Austin Launch Event and Upcoming Tour Dates
I’m also delighted to that the book’s official in-person launch event will be on Thursday, September 19, at BookPeople here in Austin, where I will be in conversation with the legendary Austin musician, author and urban naturalist Jesse Sublett. If you’re local, please RSVP for the event here and join us. I promise it will be a blast.
And if you’re not in Austin, watch this space for coming announcements of the rest of the book tour, which will include dates in other Texas cities, the East and West Coasts, and the Midwest.
Audiobook News
Lastly, I’m delighted to share the news that the folks at Hachette Audio have asked me to narrate an audio version of A Natural History of Empty Lots. I’ll be recording it in a couple of weeks, and you can preorder it at all the usual places.
For the print edition, some of the early reader reviews are starting to dribble in and provide independent perspectives on the book, like this one that popped up on Netgalley and Goodreads this week, generously invoking comparisons to both Aldo Leopold and Edward Abbey.
Further Reading (and Listening and Watching)
Last Saturday, the day we drove past Blue Origin, was July 20, 2024—the date that the narrator’s diary begins in Octavia Butler’s remarkable novel The Parable of the Sower.
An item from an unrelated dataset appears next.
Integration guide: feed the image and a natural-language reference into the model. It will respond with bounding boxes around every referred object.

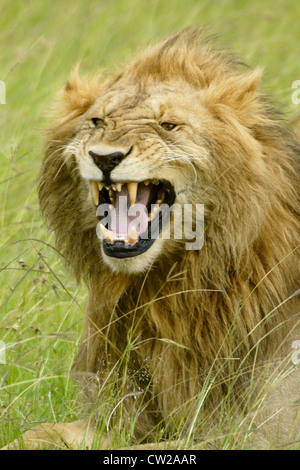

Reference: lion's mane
[39,30,300,444]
Michiko Kakutani posted about the disturbing parallels between that imagined dystopian future and the one we find ourselves living in, which in turn inspired a wonderful post by Alexander Chee on “The Novel That Tells You How to Survive America.”
For a short history of the Magonistas, read this 2022 New Yorker review of the book I’m reading, Bad Mexicans by Kelly Lyle Hernandez, which won the Bancroft Prize and was long listed for the National Book Award.
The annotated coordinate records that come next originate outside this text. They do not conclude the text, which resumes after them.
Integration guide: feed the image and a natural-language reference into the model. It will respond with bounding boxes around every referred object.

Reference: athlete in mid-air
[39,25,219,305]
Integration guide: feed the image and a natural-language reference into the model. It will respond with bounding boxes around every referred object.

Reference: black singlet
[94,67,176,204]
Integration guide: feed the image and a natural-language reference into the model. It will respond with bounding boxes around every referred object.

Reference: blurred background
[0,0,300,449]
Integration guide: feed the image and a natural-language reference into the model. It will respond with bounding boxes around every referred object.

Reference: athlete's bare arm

If you want to learn more about the Tethered Aerostat Radar System, you can can check out my piece “Borrowed Palantirs” that appeared in the journal of the Americas Society thanks to co-editors Mark Dery and Naief Yehya. (Behind an academic journal paywall, alas, but those with scholarly or library access should be able to read it.) (UPDATE: Paywall-free link here thanks to Bill Nericcio.)
For more on who owns the Moon and related topics, my piece “Capitalists in Space” over at Medium has field notes from SpaceCom, a summary of the law, and a ton of links.
Thanks to Bruce Sterling for the link to this fascinating piece about urban nature in Los Angeles, at The Conversation.
The July 16 edition of the NYT had this great piece by Margaret Renkl on the grasslands of the South and contemporary efforts to conserve and restore them.
And the song I couldn’t hear down by the river was one of the tracks from Amy Annelle’s new album, The Toll, about to be released on August 2. And the director of the video was our friend and neighbor, the talented Annie Gunn. I look forward to seeing their collaboration.
If you were as turned off as we were by the celebrity-drenched opening of this year’s Paris Olympics, consider taking a commercial break to check out Olympic swimmer turned documentarian Alberto Isaac’s beautiful film The Olympics in Mexico, about the 1968 games—available at Criterion along with all the others in their 100 Years of Olympic Films 1912-2012 playlist.
Have a great week.
Fascinating history under foot. Yet, I couldn't get past the "border blimp" in the first photo. Perhaps it is because I am so far north of the southern border, but it is a bit of a shock to realize this is part of the environment there. The El Paso Salt War is entirely new knowledge for me. Thank you.
This Field Note particularly interested me, Christopher, because I have been through that stretch of high desert many times and it plays a significant role in my forthcoming novel set during the Apache Wars: Blood Touching Blood.